Cari amici di Steemit,
nel mio post precedente parlo di come l’umore possa cambiare in base al tempo e ho scoperto che molti di voi tendono ad essere meteoropatici. Vista la copiosa pioggia di questi giorni ho pensato così di pubblicare qualcosa che potesse riscaldarvi il cuore e la vista...
Giugno 2017.
Siamo in macchina, io e mia figlia. L’aria condizionata non posso metterla alta altrimenti lo sbalzo termico quando scendiamo è troppo pesante. Stiamo tornando a casa per pranzo e l’asfalto sembra colla. Le gomme della mia Nissan sono così calde che sembrano le slick mescola 0 che mettevo alla moto quando giravo nel circuito di Misano. Per fortuna abbiamo trascorso la mattinata in riva al mare, con i piedi nell’acqua e le mani impegnate a raccogliere conchiglie.
Ferme al rosso del semaforo, osservo la frenesia che ci circonda: bici e motorini che ti sfrecciano a fianco, famiglie con materassini e frighetti portatili che attraversano frettolosamente la strada, bambini urlanti che imprecano per il loro gelato. Finalmente la riviera si sta rianimando dopo un lungo letargo. È iniziata l’estate.
Uscite dal caos cittadino attraversiamo la zona artigianale dove l’inceneritore la fa da padrone. L’odore acre riesce ad entrare nell’abitacolo per qualche secondo e dallo specchietto retrovisore guardo la nuvola che circonda la torre grigia e rimpiango i vapori termali che uscivano dai tombini del mio paese d’origine.
Finalmente iniziano le salite delle colline dell’entroterra romagnolo. A differenza dei miei cari Colli Euganei, tutti curve a gomito e vegetazione fitta, quelli riccionesi permettono una visuale ampia, distensiva e riossigenante. Le sfumature celesti e bluastri e cobalto del mare si godono solo dall’alto. Inizio a rilassarmi nonostante la voglia incalzante di rincasare e rifletto su quante meraviglie ci perdiamo quando siamo di fretta, quando siamo distratti, quando lo stress quotidiano ci punzecchia di continuo ricordandoci che è tardi.
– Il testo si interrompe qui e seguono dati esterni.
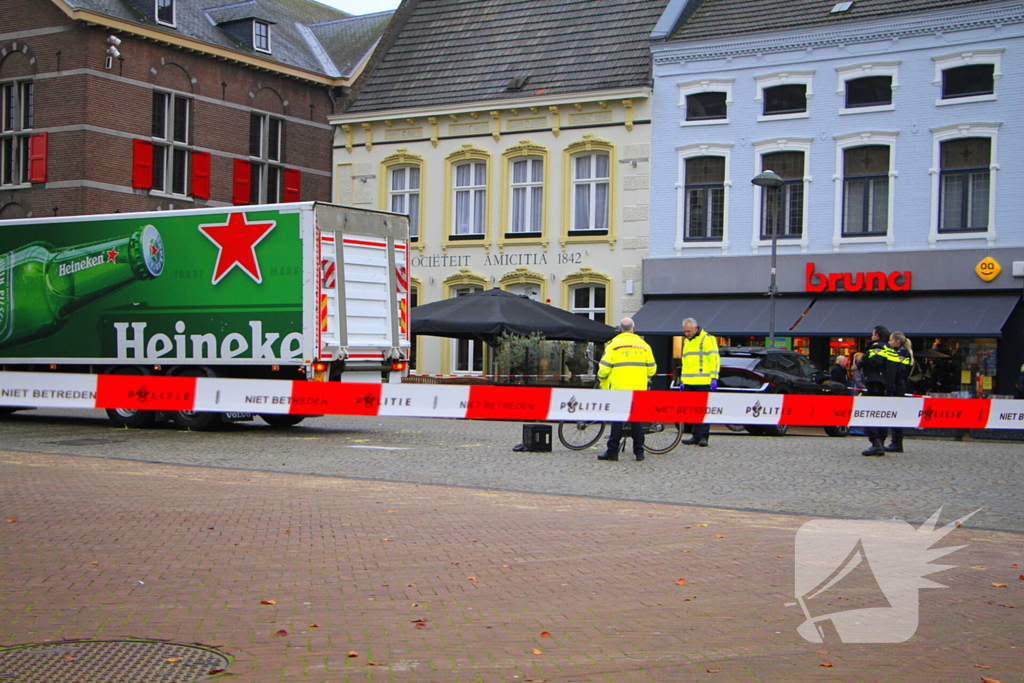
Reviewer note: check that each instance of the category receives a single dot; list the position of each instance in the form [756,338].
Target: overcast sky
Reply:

Ho deciso. Mi fermo. Mi prendo due minuti. In questo preciso istante tutto ciò che mi circonda già non c’è più perché è costantemente in movimento. L’unico modo per ingannare il mio cervello è scattare una fotografia. Altro che diamanti, è un’istantanea che è per sempre: il segreto sta nel captarne l’emozione che si sta vivendo.
Quando un giorno prenderai in mano un vecchio scatto non vedrai il luogo visitato o la persona che stavi abbracciando ma sentirai le emozioni che essi ti avevano impresso nell’anima.
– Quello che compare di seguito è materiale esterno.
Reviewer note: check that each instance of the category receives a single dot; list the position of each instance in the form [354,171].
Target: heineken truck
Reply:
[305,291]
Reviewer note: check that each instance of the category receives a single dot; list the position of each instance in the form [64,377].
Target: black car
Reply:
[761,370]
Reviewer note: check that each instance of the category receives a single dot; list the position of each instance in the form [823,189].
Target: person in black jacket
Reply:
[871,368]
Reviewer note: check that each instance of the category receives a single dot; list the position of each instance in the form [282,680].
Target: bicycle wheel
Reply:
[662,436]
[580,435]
Ok, ma dove mi fermo? Dovrei tornare indietro e appostarmi in un luogo strategico che dista qualche chilometro e non ne ho voglia. Scoraggiata proseguo con la guida e penso “lo farò domani”. La mia testa inizia a frullare, mi abbatto sempre più riflettendo su questo mio difetto di procrastinazione, provo ansia perché sono sempre di corsa e per assurdo non concludo mai nulla.
Il mio divagare viene improvvisamente interrotto da mia figlia.
“Mamma, guadda! Sole bello!”
“Si amore, c’è il sole ed è bello” le rispondo distrattamente presa dalla mia autoflagellazione mentale.
“No mamma, no sole, altro sole!” rincalza lei.
“Il sole è quello, non esiste un altro sole amore mio” rispondo divertita, un po’ commossa dal suo modo così tenero e prematuro di comunicare.
“Dai mamma guadda!”
Silenzio. Fermo la macchina. Abbasso il finestrino… soli. Soli ovunque.
Immagine dell'autore
Il mio cuore sorride. Vado a slegarla dal seggiolino, l’abbraccio fortissimo e insieme ci godiamo questo spettacolo della natura. E insieme ridiamo. E sempre insieme scattiamo questa foto, io metto a fuoco e lei preme il bottone con il suo ditino pacioccoso.
Sapete, questo piccolo esserino vede tutto ciò che noi adulti diamo per scontato. Ogni cosa è speciale, ogni istante è emotivamente sentito, tutto desta curiosità. Vedere il mondo con gli occhi di un bambino penso sia la chiave di lettura per questa vita e io sono infinitamente grata per averne avuto una seconda possibilità.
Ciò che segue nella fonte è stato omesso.